Projo Politics Blog

Governor's office retained lawyer who resigned; aides in office paid by Administration department

6:00 AM Tue, Dec 09, 2008 |
By Susan Areson    Email this author |   Email this entry

By Katherine Gregg
Journal State House Bureau

PROVIDENCE - In August 2007, the Carcieri administration confirmed the abrupt resignation of the second-in-command in the governor's legal office, Claire Richards.

As The Journal reported at the time: "News of Richards' departure came the same day Carcieri announced that failed lieutenant governor candidate Kernan "Kerry" King would replace executive counsel Andrew Hodgkin, who left earlier in the month to return to the private sector.

But Richards didn't actually leave the governor's payroll. For more than a year after she gave notice, she worked from home on legal filings in two Narragansett Indian rights cases, including the closely watched Charlestown land case argued before the U.S. Supreme Court last month. Some weeks she worked a few hours, but most two-week pay periods she was paid the same $4,129 -- and provided the same state-paid health benefits -- she received before she became a work-at-home state employee.

In the 12 months before she severed her ties with the state last month, Richards was paid a total of $92,712.

"Both things are true," Richards said in an interview last week. "I resigned, but it is also true I kept working."

Carcieri spokeswoman, Amy Kempe, explained: "Claire is considered one the foremost experts on Indian affairs and was the primary legal counsel for the governor's office, working in partnership with the office of the attorney general, the Town of Charlestown and Ted Olson, on the case that was recently heard before the U.S. Supreme Court.''

Richards' situation came to light inadvertently during a weeks-long back-and-forth with Governor Carcieri's press office about the status of two $80,000-a-year-plus aides in the governor's office, Donna Dell'Aquila and Linda Castaldi. One works for Carcieri's chief of staff, Brian Stern, and the other for the deputy chief of staff, Beverly Najarian.
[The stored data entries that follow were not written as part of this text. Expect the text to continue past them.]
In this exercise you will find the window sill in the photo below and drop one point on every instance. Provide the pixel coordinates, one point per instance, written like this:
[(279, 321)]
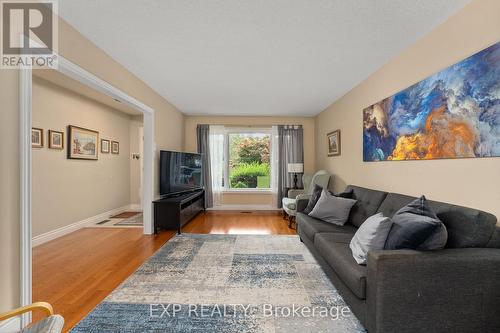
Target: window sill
[(247, 191)]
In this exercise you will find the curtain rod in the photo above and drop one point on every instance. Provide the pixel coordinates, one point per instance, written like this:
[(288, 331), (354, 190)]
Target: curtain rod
[(250, 126)]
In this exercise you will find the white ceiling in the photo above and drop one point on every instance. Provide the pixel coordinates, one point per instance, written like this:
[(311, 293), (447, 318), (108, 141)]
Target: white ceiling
[(254, 57)]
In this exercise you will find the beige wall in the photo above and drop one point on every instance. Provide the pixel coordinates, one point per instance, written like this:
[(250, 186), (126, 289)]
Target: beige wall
[(470, 182), (66, 191), (252, 198), (72, 45)]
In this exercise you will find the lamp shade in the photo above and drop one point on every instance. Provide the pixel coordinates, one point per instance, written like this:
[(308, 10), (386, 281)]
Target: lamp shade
[(295, 167)]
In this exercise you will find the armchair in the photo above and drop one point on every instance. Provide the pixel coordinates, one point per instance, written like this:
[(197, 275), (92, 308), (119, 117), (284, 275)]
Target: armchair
[(289, 203), (50, 324)]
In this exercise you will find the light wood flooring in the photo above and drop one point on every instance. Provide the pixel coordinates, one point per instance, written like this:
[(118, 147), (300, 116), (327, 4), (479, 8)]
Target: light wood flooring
[(77, 271)]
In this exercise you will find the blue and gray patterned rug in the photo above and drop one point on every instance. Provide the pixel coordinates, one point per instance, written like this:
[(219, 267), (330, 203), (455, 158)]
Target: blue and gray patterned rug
[(225, 283)]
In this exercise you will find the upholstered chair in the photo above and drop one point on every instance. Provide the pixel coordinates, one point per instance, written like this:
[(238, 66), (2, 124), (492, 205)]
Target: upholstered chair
[(52, 323), (289, 203)]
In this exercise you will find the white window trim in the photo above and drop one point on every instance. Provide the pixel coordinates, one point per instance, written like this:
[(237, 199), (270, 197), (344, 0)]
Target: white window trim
[(242, 130)]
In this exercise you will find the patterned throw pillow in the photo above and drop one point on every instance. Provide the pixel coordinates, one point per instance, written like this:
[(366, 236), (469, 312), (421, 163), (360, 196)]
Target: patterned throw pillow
[(332, 209)]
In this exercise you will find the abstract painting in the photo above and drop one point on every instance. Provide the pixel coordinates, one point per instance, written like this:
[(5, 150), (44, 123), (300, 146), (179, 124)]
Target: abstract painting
[(454, 113), (82, 143)]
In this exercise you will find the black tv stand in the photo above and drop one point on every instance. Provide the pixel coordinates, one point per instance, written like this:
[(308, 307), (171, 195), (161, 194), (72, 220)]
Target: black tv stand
[(174, 212)]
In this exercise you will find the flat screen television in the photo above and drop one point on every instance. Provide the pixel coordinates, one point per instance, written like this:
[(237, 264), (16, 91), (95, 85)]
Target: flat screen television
[(179, 172)]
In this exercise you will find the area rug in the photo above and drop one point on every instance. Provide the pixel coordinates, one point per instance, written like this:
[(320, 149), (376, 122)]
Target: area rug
[(134, 220), (225, 283)]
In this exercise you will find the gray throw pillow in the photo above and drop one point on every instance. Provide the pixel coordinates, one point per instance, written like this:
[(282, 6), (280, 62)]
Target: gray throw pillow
[(313, 199), (371, 235), (332, 209), (417, 227)]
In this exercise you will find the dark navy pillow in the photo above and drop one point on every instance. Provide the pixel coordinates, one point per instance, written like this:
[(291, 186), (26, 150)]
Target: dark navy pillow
[(346, 194), (416, 227), (313, 199)]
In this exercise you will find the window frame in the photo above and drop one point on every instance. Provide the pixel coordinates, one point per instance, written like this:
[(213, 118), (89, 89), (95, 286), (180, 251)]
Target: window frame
[(244, 130)]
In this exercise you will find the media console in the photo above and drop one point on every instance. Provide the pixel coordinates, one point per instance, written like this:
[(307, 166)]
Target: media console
[(175, 212)]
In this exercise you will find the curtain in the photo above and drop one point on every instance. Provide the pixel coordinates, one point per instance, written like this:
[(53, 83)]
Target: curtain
[(291, 150), (203, 134), (216, 143)]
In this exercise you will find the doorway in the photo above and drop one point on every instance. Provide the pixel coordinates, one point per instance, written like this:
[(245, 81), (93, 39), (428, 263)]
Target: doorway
[(86, 78)]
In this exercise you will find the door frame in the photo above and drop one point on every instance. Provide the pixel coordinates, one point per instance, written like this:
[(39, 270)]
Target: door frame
[(79, 74)]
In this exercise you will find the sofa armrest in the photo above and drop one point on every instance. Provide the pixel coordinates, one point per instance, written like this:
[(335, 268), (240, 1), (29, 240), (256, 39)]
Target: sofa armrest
[(293, 193), (451, 290), (302, 201)]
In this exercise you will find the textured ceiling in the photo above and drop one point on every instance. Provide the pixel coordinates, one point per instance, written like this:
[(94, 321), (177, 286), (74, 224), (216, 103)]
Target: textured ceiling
[(260, 57)]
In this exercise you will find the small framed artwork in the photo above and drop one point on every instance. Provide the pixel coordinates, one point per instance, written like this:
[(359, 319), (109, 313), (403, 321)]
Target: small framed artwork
[(82, 143), (36, 137), (56, 140), (115, 147), (334, 144), (104, 146)]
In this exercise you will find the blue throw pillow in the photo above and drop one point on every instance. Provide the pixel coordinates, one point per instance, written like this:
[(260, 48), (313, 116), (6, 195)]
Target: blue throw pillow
[(417, 227)]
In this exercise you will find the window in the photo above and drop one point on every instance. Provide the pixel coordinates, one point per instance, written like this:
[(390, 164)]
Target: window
[(247, 159)]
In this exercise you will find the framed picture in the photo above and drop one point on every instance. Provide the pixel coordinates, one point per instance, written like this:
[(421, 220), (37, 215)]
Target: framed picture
[(104, 146), (56, 140), (334, 143), (82, 143), (36, 137), (115, 147)]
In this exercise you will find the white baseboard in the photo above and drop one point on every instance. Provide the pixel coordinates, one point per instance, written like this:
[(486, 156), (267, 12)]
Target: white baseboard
[(10, 325), (135, 207), (53, 234), (243, 207)]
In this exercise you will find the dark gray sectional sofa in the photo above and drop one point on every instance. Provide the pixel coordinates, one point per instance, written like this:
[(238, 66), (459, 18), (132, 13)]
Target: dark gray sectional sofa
[(452, 290)]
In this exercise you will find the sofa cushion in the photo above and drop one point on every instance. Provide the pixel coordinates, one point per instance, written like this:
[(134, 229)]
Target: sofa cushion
[(466, 227), (311, 226), (368, 202), (334, 248), (290, 203), (332, 209), (313, 199)]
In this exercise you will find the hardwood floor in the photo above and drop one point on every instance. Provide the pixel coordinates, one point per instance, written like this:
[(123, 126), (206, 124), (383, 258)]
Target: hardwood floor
[(76, 272)]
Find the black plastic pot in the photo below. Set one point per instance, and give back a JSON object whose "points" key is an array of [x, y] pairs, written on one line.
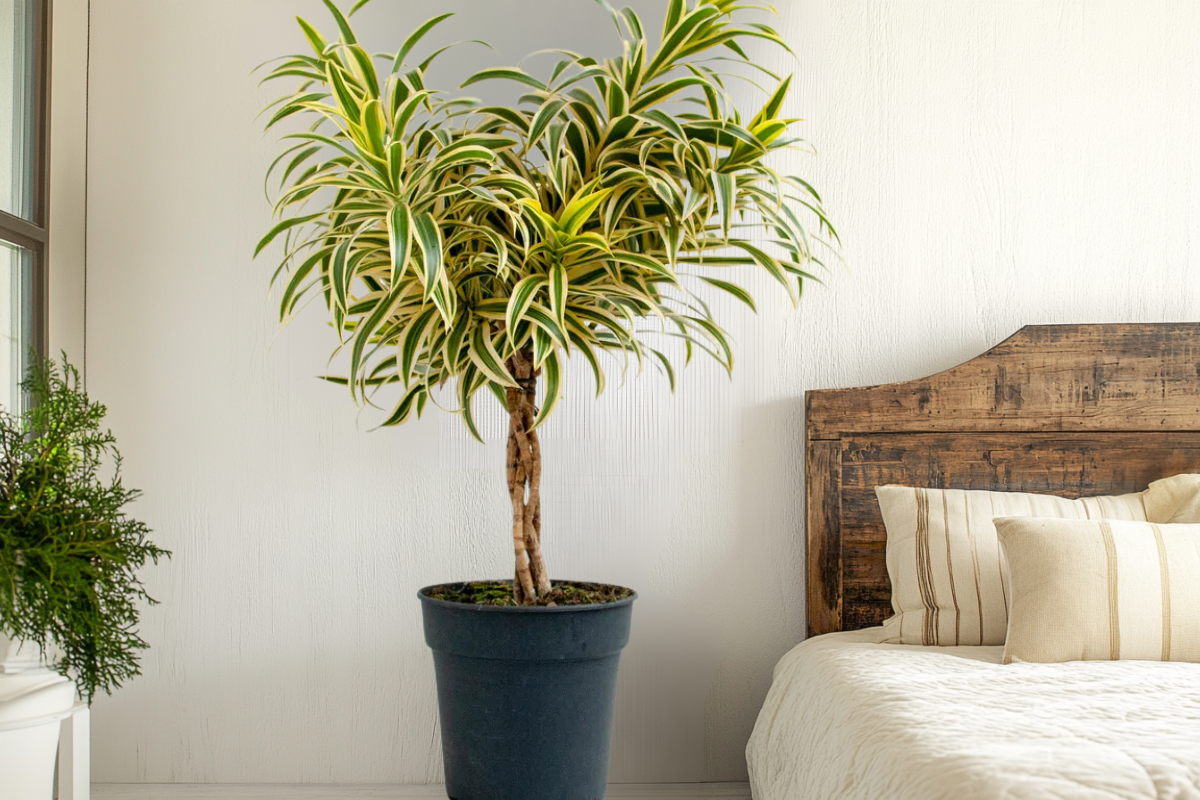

Had both been placed on the governor's employee roster, he would have exceeded his budget and the 39-employee limit.

"For the third time, salaries for Donna and Linda are paid for by the governor's budget,'' Kempe said at one point. She later acknowledged that the two governor's office aides had been listed on the state's books as Department of Administration employees.
She said the governor's office was reimbursing DOA, so her answer was technically correct.

The governor's office provided a list of its employees wich included, as of mid-November, Carcieri's relocated former communications director, Steve Kass. The explanation was that the governor's office had been paying 50 percent of his salary as spokesman for the Rhode Island Emergency Management Agency.

That Richards was still on the governor's payroll was more of a surprise.
After giving two weeks' notice in August 2007, she said, she felt so much guilt about leaving with two big cases on her plate she offered to stay long enough to finish a 40-page petition asking the U.S. Supreme Court to hear the Charlestown land case. When the court agreed to hear the case, she kept on working until the state presented its case to the high court on Nov. 3.

She said she asked at one point for space to work at the State House, but was told "they didn't have any room."